Separate IRAs from Trust
QRP monies of now deceased parent designated a trust to be the beneficiary. There are two kids (one 27 and the other 30) who are the beneficiaries of the trust.
Does the option to separate the QRP monies into separate IRAs depend on how the wording in the trust? I have read thru the trust and it does not specify this, so I am wondering if it needs to or if the beneficiaries can simply chose if they can have separate IRAs (with all RMDS being based on oldest, of course) or if they must flow all RMDS thru the trust in the future (from a deceased IRA account with trust name on it).
The bottom line: Does the trust language need to spell out the allocation of any qualified monies (one IRA vs. two separate IRAs–one for each kid).
Permalink Submitted by Al Fry on Sun, 2007-09-02 17:19
There is no reason the distribution could not be in two IRAs, since they will be titled exactly alike with same bene. As you said, the RMDs will be based on thje oldest’s LE. One reason for doing this is that if the trust will dissolve at a later date, it will ease distribution to the trust benes. One caution (in my mind); they should be invested exactly alike while in the trust, if they comprise the bulk of trust assets; otherwise they may have to make a larger distribution than necessary from one to equalize the distribution when trust terminates. Of course the trust language will determine what is paid out of trust (if anything) in the meantime. Just my thoughts.
Permalink Submitted by Jonathan Mazur on Sun, 2007-09-02 18:03
Does the trust language need to be written in a certain way to allow for individual IRAs?

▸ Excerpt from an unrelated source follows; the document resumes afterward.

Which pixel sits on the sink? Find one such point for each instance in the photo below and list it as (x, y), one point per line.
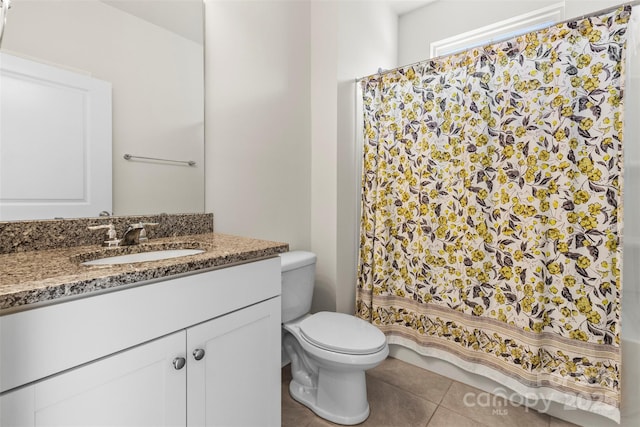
(144, 256)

Permalink Submitted by Al Fry on Sun, 2007-09-02 18:40
I would not think so. It may not even have a reference to inherited IRAs. Many revocable trusts end up being see-through trusts by default. It may have a reference to RMDs, however, which may be bad or good, depending on the proposed objectives of the grantor and benes, which could be diverse. If no reference to RMDs, the uniform principal and income act rules may prevail.